Dodgeball: A True Underdog Story (2004)
In a busy year when Stiller appeared in no less than six movies, including star turns in Along Came Polly, Starsky & Hutch, Envy and Meet the Fockers, it's his portrayal of the villainous White Goodman in this silly sports comedy that stands out. Stiller makes for a surprisingly nasty, unethical businessman.
Night at the Museum (2006)
Stiller invaded the family market by voicing Alex the lion in 2005's Madagascar and then appeared as a ne'er do well security guard in this fantasy adventure. Stiller is an unusually modest and self-effacing action star. He adjusts his behavior and reactions on the fly so that we never doubt either his sincerity or the reality of museum exhibits coming to rip-roaring life.
Tropic Thunder (2008)
A high-water mark for Stiller's brand of parody, the movie goes far beyond simple spoofs of well-known war and action movie tropes, daringly making place for Robert Downey Jr.'s method actor in blackface as well as Tom Cruise's oily movie studio executive. Stiller and his collaborators gleefully pushed the boundaries for "acceptable" content in mainstream movies.

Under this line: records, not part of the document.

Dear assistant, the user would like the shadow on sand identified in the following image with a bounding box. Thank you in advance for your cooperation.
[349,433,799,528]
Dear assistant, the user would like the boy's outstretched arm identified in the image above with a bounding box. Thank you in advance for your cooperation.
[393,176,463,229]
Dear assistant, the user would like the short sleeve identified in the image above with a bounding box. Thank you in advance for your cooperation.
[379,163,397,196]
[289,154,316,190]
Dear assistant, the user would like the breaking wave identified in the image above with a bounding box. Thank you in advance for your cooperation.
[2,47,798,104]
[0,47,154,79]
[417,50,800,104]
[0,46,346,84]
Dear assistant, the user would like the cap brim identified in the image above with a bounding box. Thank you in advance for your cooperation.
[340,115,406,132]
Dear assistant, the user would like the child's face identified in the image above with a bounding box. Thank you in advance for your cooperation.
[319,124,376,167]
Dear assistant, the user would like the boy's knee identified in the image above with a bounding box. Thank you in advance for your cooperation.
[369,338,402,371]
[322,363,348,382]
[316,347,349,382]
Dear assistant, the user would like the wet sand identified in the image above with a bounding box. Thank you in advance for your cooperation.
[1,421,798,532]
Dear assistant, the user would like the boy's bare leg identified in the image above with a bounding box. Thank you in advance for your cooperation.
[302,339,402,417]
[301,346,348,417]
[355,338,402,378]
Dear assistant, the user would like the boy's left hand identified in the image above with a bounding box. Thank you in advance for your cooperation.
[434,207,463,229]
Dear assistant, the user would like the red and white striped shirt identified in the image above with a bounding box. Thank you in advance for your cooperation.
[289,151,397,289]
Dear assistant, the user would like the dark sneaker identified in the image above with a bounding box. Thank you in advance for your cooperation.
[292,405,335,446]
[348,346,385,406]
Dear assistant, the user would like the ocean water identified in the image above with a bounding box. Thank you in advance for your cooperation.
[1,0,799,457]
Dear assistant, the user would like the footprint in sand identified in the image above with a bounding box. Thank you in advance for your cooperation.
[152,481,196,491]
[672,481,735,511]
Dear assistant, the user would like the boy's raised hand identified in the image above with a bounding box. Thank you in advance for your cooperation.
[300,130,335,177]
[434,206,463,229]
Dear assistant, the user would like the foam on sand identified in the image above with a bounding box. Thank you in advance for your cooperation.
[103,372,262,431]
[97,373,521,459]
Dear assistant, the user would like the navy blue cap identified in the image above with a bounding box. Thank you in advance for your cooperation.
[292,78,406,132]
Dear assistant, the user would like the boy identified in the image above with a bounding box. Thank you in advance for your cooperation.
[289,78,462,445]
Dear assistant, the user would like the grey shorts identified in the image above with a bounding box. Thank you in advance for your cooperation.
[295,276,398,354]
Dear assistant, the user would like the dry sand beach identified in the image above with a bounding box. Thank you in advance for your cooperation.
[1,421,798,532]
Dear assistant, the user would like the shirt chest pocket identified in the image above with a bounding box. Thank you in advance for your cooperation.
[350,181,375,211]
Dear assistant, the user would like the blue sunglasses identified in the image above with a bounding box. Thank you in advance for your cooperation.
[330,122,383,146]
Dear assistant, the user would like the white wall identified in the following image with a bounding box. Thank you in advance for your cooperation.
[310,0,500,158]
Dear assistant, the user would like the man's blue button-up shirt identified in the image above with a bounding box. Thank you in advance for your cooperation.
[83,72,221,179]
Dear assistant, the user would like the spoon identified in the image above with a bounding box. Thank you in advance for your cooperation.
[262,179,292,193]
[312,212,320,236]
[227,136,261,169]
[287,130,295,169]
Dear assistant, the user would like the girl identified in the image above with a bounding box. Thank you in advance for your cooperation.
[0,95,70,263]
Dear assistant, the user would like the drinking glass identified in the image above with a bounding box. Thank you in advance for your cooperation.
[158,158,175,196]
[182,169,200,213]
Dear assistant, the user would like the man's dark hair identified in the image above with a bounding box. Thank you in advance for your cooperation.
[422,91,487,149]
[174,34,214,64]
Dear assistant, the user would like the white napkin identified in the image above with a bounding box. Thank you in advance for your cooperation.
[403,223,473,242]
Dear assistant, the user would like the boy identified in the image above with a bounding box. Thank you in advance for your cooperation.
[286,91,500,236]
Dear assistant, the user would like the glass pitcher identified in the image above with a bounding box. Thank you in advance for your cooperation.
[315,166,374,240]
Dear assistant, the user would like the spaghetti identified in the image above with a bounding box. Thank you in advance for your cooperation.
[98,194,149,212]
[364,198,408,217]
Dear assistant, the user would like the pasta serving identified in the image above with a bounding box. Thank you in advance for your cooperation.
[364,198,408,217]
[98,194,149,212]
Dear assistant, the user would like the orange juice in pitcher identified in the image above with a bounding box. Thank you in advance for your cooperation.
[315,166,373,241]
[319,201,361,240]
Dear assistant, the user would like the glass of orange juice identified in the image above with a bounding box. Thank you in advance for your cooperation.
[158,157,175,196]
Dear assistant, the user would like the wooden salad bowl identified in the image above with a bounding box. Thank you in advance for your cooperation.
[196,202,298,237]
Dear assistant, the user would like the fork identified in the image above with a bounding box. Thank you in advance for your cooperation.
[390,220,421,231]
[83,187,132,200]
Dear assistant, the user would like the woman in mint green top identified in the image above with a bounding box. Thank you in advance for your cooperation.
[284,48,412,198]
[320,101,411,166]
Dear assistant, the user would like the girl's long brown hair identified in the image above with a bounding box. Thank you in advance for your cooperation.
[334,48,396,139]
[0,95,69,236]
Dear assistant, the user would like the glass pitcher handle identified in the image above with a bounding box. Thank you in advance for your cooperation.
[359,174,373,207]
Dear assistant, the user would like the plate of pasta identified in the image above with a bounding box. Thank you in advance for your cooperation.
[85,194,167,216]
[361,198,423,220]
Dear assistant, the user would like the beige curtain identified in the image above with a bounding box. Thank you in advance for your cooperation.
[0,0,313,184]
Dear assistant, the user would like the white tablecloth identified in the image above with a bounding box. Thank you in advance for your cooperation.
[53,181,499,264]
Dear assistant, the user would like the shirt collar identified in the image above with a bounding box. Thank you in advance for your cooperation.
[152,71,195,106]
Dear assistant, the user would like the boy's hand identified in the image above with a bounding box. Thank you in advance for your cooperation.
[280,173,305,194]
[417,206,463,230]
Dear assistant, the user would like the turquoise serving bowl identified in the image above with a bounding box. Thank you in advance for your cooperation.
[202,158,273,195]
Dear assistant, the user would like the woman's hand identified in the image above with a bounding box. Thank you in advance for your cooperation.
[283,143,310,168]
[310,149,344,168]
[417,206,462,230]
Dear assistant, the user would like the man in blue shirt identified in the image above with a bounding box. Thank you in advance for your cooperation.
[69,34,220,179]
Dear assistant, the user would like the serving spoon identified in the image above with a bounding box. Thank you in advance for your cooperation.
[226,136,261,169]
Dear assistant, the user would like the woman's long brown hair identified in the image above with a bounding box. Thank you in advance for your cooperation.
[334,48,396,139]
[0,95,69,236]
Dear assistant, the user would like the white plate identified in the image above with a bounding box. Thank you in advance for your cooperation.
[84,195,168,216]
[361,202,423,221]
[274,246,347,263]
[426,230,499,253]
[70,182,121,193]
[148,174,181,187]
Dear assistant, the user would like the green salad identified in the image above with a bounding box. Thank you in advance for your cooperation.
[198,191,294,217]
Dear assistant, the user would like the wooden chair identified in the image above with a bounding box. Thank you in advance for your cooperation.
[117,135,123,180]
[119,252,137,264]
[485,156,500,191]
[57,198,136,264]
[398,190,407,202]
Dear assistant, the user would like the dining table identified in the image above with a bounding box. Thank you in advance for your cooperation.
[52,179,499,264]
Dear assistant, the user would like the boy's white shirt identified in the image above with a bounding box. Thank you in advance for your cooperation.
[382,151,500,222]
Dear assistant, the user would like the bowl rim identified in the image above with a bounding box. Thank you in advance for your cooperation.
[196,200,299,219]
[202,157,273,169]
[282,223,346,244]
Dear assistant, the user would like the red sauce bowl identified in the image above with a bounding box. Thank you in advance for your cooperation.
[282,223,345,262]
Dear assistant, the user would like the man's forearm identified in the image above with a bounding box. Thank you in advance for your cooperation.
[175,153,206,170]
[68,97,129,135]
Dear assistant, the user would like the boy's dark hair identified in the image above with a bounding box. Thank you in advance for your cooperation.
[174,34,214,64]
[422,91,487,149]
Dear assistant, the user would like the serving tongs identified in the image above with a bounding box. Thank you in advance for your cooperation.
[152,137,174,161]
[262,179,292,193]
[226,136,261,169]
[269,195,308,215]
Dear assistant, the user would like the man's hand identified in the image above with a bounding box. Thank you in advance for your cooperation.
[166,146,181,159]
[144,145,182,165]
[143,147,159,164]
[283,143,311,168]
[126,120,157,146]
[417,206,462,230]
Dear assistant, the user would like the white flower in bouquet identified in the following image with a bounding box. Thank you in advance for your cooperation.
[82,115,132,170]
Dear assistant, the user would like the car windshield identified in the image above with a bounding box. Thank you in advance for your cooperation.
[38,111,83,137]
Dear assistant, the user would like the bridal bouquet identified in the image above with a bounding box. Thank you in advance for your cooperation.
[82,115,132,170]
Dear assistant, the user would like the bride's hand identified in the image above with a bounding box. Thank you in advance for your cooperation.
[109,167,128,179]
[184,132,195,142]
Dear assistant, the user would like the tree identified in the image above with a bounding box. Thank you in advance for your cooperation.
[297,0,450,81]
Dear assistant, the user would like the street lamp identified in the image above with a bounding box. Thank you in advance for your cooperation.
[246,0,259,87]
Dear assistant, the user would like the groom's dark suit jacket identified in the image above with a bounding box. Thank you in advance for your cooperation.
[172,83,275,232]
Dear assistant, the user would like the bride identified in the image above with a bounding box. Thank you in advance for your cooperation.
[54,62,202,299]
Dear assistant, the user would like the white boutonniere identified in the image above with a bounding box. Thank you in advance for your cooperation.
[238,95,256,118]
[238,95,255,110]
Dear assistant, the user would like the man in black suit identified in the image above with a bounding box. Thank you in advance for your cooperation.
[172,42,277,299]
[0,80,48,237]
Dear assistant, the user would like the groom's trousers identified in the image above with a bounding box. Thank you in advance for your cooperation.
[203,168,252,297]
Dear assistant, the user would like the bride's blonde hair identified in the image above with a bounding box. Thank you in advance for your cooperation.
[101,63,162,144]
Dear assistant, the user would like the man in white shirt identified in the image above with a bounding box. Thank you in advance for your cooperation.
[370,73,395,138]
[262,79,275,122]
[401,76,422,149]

Once again, Stiller touched base with his darker side, essaying the role of a prickly middle-aged man who is adrift in life. Often hostile and unpleasant, he does not have complete control of his emotions, and Stiller actively avoids doing anything "cute" to make his character more likable, instead striving for an honest portrayal of a complex personality. It's a devastating performance.